Notice Paul contrasts love with gifts.  Love “never ends” but the gifts (represented here by prophecies, tongues and knowledge will “pass away/cease.”  He makes that contrast, not to disparage spiritual gifts, but to show the Corinthians shouldn’t be making spiritual gifts (especially tongues) the sign of spirituality.  They should be esteeming love as the sign—because the gifts will pass away but love will never end.
After explaining love never ends but spiritual gifts will pass away, Paul gives two reasons (both beginning with the word “For”) and one illustration to support that statement.  First reason why spiritual gifts will pass away:  they are partial and will pass away when the perfect comes.

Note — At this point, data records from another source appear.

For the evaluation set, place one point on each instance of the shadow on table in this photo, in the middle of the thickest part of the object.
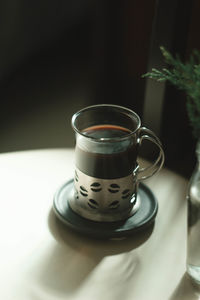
(70, 262)
(186, 290)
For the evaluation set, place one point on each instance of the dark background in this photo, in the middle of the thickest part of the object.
(59, 56)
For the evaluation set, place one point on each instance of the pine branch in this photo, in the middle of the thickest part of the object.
(185, 77)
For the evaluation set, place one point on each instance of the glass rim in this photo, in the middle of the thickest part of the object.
(124, 110)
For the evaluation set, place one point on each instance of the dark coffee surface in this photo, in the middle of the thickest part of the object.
(109, 160)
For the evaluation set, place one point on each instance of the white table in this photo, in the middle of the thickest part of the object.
(41, 259)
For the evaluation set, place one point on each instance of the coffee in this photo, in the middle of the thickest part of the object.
(102, 159)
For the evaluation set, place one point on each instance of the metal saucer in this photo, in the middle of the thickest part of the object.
(141, 219)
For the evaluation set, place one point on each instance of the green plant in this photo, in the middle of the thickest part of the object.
(186, 77)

One illustration:  there is a time for childhood and childish ways and there is a time for adulthood when childish ways are given up.  (I don’t think Paul means God’s good spiritual gifts are “childish.”  Rather he simply uses childhood into adulthood as a picture of passing away of spiritual gifts for the perfect.)
Second reason why spiritual gifts will pass away:  now our knowledge is “partial”, like seeing “dimly” in a mirror (ancient Corinth was famous as the producer of fine bronze mirrors), but when the perfect comes our knowledge will be full.  Not like looking face to bronze mirror, but face to face.  Gifts won’t be needed to “know” the Lord any longer, because we will see him up close and personal!

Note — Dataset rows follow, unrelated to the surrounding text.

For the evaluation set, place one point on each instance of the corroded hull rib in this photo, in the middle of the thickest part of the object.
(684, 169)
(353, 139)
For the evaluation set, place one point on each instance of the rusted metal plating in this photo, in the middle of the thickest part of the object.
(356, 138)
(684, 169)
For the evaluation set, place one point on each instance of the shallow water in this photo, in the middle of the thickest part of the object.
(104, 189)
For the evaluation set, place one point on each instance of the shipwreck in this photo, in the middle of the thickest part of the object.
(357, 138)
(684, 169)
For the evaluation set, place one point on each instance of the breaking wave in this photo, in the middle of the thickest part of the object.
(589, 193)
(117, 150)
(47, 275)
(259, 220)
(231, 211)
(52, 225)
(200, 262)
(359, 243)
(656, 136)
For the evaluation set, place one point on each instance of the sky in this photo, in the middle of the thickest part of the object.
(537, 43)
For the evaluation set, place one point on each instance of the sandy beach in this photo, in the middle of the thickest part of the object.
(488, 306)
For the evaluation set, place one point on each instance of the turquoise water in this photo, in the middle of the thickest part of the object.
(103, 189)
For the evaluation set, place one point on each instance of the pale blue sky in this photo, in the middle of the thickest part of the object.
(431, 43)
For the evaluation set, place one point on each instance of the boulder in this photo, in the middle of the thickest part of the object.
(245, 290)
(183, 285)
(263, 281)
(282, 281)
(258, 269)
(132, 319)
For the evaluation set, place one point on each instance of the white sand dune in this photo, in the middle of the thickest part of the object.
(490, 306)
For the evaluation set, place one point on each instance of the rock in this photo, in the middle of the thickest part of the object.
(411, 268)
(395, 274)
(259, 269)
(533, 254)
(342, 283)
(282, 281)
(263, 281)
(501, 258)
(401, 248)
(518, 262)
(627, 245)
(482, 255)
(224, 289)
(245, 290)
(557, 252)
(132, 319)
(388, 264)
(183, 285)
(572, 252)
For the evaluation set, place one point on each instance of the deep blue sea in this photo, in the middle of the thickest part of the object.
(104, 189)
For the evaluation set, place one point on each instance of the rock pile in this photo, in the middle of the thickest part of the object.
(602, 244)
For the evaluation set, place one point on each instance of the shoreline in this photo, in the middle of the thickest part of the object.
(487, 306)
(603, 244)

The way Paul structured this passage argues strongly for only one interpretation of “the perfect.”
THE PERFECT.  On a blog called “The Cripplegate”, Nathan Busenitz (Professor of Theology at The Master’s Seminary), claims the biblical interpreter can believe “the perfect” is love or the completed Scripture canon or the mature church or the believer’s entrance into Christ’s presence at death or the return of Christ or the eternal state and still remain a cessationist.  Furthermore, he goes on to say, “Anthony Thiselton (Church of England theologian and author) notes in his commentary on this passage: ‘The one important point to make here is that few or none of the serious ‘cessationist’ arguments depends on a specific exegesis of 1 Cor 13:8–11. . . .  These verses should not be used as a polemic (argument of support) for either side in this debate’ (NIGTC, pp. 1063–64)”.  What?  My mouth is dropping.  How can someone be a cessationist if he believes “the perfect” refers to the return of Christ?  Why should 1 Corinthians 13:8-12 not be used to support continuationism?

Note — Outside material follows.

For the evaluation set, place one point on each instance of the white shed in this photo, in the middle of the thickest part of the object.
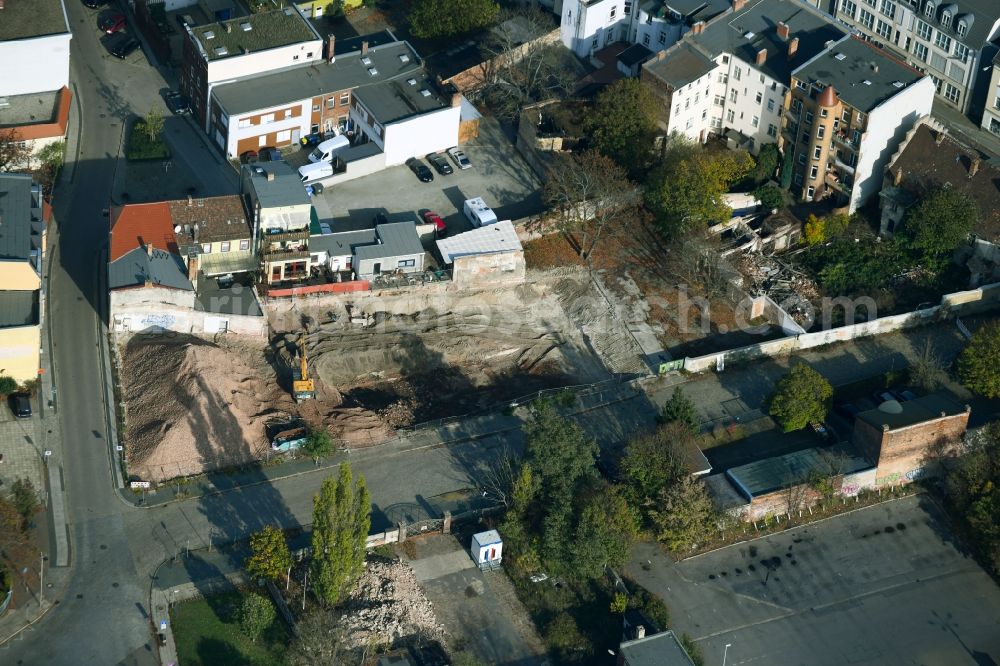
(487, 549)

Pardon me if I respectfully reject Busenitz’s and Thiselton’s views.  “The perfect”  is clearly the end of this present age when Christ returns.  When “the perfect” comes the Spirit’s gifts will pass away.  Until then they continue as they have from the outpouring of the Spirit in Acts 2.  I am a continuationist and will be until someone convinces me differently from Scripture (not from church history nor from a list of cessationist giants of the faith).